Pre-allocating outputs, inplace functions and performance

Hi all, I’m trying to understand the Pre-allocating outputs section in the performance tips of the docs.

I have a code that basically does the following:

function test(x, a)
    if a == 1
        res = x .^ 2
    else
        res = x .^ 3
    end
    return res
end

ret = ones(10)
x = ones(10) .* 5
a = 1
for k = 1:10
    ret .*= test(x,a)
end

Now, abstracting away from global variable issues, I thought that this would be a good example on how to gain some efficiency with pre-allocated outputs, so following the docs, I modified above as:

function test!(ret, x, a)
    if a == 1
        ret = x .^ 2
    else
        ret = x .^ 3
    end
    nothing
end

ret = Array{Float64}(undef, 10)
x = ones(10) .* 5
a = 1
temp = ones(10)
for k = 1:10
    test!(ret, x,a)
    temp .*= ret
end

However, test!(ret,x,a) does not change the Array ret, and modifying test! to return test and adding ret = test!(ret, x, a) would defeat the purpose of pre-allocating the array, right?

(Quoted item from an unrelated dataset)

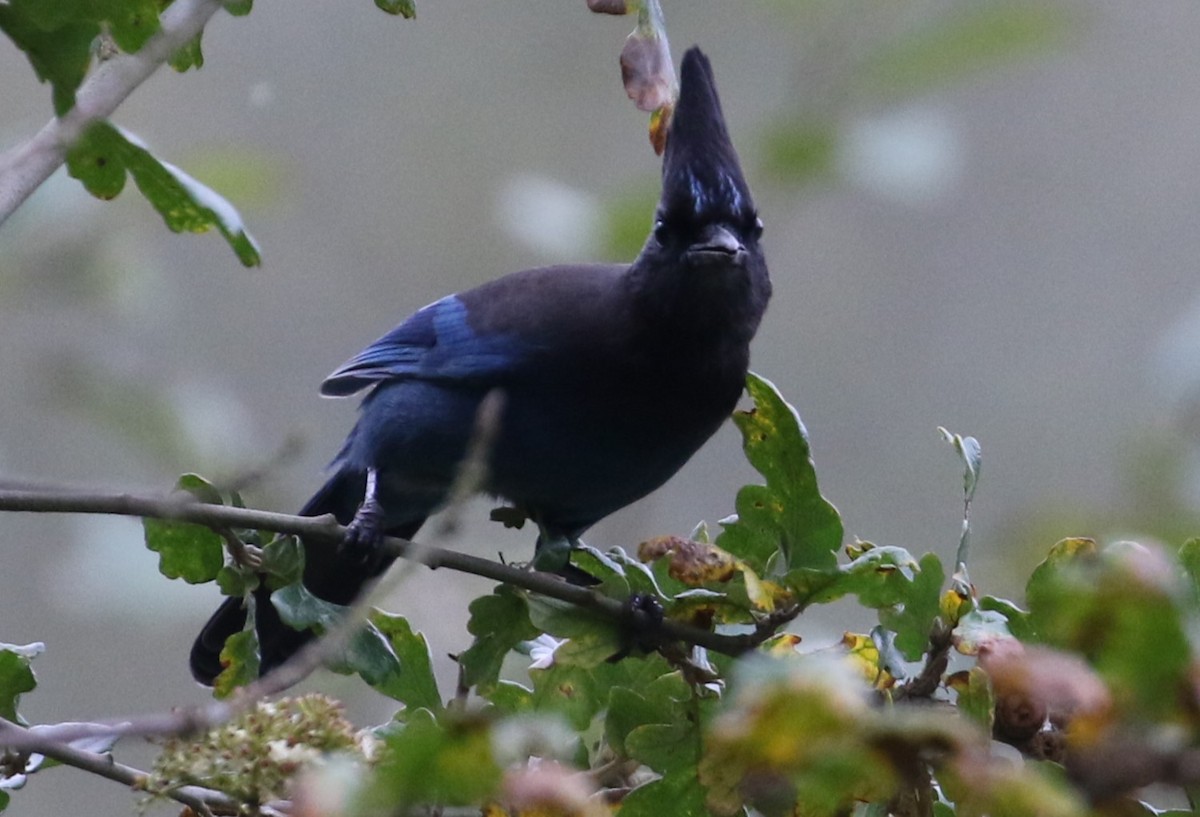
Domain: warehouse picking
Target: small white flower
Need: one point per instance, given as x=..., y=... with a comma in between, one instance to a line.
x=283, y=754
x=541, y=650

Finally, even if the above code worked, would it even make a difference, since now I create the temporary array temp?

You want to use ret .= x.^2. otherwise you won’t be copying into the existing vector, you’ll just be changing what it’s assigned to.

3 Likes

You aren’t modifying ret in that function. You need to use the inplace equals .= or ret[:] = x.^2

1 Like

gosh, this is embarrassing. thanks a lot for the prompt reply!

Dang, missed the solution by seconds! :turtle:

There’s a simpler way here that you can try:

ret .*= test.(x, a)

Then you don’t need the test! version, and you can also drop the broadcasting inside test. You should check it for performance, though (with BenchmarkTools.jl). Hopefully, constant propagation can eliminate the branch, but I’m not certain.

1 Like

Note that ret[:] = x.^2 will still allocate a separate vector x.^2, so this is probably not what the OP is looking for.

1 Like

Note that this isn’t right. There is nothing wrong with returning the mutated container, it’s in fact a very common pattern. Writing ret = test!(ret, x, a) we reassign ret but it will be assigned back to itself without creating any allocations. It’s a bit like writing ret = ret.

2 Likes

There’s a simpler way here that you can try:

ret .*= test.(x, a)

Then you don’t need the test! version, and you can also drop the broadcasting inside test . You should check it for performance, though (with BenchmarkTools.jl). Hopefully, constant propagation can eliminate the branch, but I’m not certain.

That is something that I tried doing, but it seems that it would be a little convoluted for my case, since in my actual case, I have a vector of parameters of a smaller size, while x is a vector of values, as in:

function test(a, b, x)
    if a == 1
        ret = x ^ b[1]
    else
        ret = x ^ b[2]
    end
    return ret
end
x = ones(10) .* 5
b = [2, 3]
a = 1
ret = test.(a, b, x) # broadcast error
ret = test.(a, b[1], x) # works fine

I could break the function into 4 parameters, but the size of b varies slightly depending on the case.

Yes, I noticed that the number of allocations did not decrease if I used ret[:], thanks!

Interesting, thanks for the insight!

You can do

ret = test.(a, Ref(b), x)

or

ret = test.(a, (b,), x)

though I believe that Ref is slightly preferred.

1 Like

This works, thanks a lot! Everyday learning new things.

Interestingly, the number of allocation using your method is almost half of the inplace method, but also about 5% slower.

How are doing the benchmarking?

I’m using BenchmarkTools!

Could you explain the reason to use Ref, please?